Тунгусский Робинзон - страница 2

Шрифт
Интервал


– Саныч, век мне воли не видать! Это фуфло! Я завязал! Я уже давно никого не жарю! Мне с петушней даже базарить западло, особенно после того как их «Булкотряс» отчпокает…

– А на бараке нашем, что ты делаешь, – лукаво спросил Шаман.

– Так это…. Я на отвал приканал…. Лютый, давеча воровской подгон мне обещал….

– Какой еще подгон, – переспросил Шаман, улыбаясь. – Он на общак все слил!

– Я Саныч, ему свой матрац обещал, – вписался Лютый.

– Ладно, босяк – пока торчи, – ответил Шаман, и закурил.

– Мне для пацанов ничего не жалко! Пусть глюкозы похавает, – сказал Сергей, запуская кружку с чифирем по кругу.

– Перед тем, как Лютый, свалит, мне хотелось бы ему доброе слово на дорожку сказать. Напутственное….

– Говори Шаман, твое слово, как кремень – дорогого стоит, – загомонили зеки.

– Бродяги, Лютый, сегодня «по звонку» отваливает…. Правильно сидел – по-нашему, по-людски. По понятиям… Пальцы веером не топорщил, и с мусорами дружбу не водил. Восемь лет на бараке принял, и косяков не порол. Вполне достойный арестант… Хочу пожелать ему фарта, и большую кучу бабла, чтобы он за эти годы оттопырился по-полной! Пусть, у тебя Серега, душа и тело за все эти годы оттянутся… На зону больше не попадай. Это правильно, что за тебя сам Американец вписался… А теперь давай – банкуй!

Сергей взял кружку. Повторно налив в нее арестантский напиток, запустил его на круг.

Зеки пили не спеша и молча, каждый делал по паре небольших глотков, которые назывались «хапками» и передавал соседу. Шаман достал, из тумбочки небольшую икону, которую писал самобытный, лагерный «богомаз», и протянул Сергею.

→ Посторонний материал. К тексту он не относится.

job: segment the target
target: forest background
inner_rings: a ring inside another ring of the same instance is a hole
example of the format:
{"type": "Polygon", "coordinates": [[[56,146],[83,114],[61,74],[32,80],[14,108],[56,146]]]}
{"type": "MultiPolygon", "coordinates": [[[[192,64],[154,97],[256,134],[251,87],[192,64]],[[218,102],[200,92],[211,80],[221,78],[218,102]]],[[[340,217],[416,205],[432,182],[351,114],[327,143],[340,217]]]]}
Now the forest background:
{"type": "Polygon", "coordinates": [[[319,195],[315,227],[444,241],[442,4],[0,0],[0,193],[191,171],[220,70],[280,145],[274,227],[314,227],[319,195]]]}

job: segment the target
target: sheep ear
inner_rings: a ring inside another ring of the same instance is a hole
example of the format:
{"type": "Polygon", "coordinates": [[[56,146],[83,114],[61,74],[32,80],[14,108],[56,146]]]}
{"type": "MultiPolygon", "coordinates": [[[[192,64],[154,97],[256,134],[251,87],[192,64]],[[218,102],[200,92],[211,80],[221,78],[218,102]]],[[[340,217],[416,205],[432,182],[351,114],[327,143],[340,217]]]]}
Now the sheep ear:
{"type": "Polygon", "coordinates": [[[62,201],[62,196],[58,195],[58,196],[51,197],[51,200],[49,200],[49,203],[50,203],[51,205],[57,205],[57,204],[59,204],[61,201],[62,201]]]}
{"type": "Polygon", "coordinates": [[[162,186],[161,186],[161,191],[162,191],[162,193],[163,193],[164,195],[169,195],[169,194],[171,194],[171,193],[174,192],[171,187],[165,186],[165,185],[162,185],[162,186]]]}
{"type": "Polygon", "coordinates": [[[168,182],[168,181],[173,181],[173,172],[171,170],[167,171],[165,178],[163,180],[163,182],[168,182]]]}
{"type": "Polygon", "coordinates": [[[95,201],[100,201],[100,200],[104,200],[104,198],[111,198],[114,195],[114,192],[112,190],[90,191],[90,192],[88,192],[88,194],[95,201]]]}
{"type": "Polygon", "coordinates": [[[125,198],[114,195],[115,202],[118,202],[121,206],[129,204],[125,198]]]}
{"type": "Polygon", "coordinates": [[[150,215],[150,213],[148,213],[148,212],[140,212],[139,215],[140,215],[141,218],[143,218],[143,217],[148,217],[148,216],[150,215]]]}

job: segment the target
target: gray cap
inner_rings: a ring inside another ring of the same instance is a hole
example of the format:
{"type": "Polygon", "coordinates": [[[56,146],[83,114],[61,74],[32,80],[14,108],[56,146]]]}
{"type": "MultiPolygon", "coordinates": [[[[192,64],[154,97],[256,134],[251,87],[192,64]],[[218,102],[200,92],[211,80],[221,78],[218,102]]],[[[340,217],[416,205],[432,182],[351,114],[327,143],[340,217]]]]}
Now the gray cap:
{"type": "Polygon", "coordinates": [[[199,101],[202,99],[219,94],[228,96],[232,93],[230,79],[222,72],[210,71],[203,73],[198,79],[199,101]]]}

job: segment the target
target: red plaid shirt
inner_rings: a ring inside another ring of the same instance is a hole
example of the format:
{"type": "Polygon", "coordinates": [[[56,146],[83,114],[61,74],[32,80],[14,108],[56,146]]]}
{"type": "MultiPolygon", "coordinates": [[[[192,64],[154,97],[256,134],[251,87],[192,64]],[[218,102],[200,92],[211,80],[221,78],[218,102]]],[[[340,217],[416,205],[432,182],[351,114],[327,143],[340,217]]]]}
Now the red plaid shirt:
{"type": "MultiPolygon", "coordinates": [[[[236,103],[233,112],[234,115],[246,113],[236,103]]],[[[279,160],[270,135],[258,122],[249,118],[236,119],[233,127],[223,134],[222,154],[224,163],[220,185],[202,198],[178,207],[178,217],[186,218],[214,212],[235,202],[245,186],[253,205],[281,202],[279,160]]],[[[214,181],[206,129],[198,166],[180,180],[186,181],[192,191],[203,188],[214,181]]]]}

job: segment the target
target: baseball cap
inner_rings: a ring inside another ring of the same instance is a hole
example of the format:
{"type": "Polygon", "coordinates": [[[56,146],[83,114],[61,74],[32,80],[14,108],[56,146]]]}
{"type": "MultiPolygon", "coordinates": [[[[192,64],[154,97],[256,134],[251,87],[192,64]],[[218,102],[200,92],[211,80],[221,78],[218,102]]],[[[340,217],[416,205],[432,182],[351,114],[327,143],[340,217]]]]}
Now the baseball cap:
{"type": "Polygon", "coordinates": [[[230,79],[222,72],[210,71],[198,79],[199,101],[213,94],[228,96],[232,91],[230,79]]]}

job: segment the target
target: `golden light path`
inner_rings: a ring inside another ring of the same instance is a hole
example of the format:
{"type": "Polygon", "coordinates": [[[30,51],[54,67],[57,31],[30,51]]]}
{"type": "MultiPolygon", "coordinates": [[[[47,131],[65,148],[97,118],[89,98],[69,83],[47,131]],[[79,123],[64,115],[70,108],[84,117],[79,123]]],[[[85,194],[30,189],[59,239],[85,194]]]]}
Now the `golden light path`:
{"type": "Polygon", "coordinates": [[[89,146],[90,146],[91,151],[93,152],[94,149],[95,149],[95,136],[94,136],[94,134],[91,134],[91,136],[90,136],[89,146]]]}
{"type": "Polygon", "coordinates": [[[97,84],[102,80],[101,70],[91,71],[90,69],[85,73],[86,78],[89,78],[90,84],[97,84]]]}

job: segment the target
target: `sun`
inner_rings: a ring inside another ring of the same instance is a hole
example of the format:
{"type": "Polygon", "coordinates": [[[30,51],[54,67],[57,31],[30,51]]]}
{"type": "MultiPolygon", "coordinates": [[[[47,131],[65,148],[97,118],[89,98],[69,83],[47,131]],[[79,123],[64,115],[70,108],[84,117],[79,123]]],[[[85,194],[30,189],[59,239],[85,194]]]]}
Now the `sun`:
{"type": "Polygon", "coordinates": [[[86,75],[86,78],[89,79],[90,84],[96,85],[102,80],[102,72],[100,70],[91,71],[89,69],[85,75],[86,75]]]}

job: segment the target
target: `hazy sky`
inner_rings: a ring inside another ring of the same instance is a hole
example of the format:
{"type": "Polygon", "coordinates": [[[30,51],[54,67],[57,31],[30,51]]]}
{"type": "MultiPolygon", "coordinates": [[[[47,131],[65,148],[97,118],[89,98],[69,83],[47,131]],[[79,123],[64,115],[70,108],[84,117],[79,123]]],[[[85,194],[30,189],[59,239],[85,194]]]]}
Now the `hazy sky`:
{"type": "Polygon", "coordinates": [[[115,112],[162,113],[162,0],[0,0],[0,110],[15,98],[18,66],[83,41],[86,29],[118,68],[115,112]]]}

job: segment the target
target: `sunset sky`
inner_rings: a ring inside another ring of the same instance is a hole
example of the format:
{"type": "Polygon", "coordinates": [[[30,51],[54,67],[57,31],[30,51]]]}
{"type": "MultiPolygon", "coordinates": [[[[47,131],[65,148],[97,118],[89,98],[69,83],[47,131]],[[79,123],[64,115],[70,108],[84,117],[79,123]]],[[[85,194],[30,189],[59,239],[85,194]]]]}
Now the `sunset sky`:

– Держи бродяга! От всей души каторжанской, дарю тебе на память икону святую…. Как будет тебе на сердце тоскливо, глянь в глаза Богу, и проси то, чего твоя душа желает! Икона эта в натуре святая – ибо она в неволе писана страдальцем….

Сергей взял икону, и, поцеловав её в знак благодарности, пожал руку вору.

– Спасибо тебе Саныч, век не забуду! Как будет у меня дом, в угол обязательно повешу, – сказал Сергей, и положил икону в свою сумку.

В этот момент шнырь завопил, оповещая блатную компанию:

– Атас! Менты, на барак!!!

Блатные, несмотря на предупреждение, даже не шелохнулись. Вертухаев здесь ни кто боялся, а если и были, какие конфликты по режиму, то Шаман, как вор в законе, умел дипломатически наладить контакт с любым представителем администрации колонии…. Кому—то хватало человеческих слов, кому—то маклерской безделушки, а кому и стодолларовой банкноты.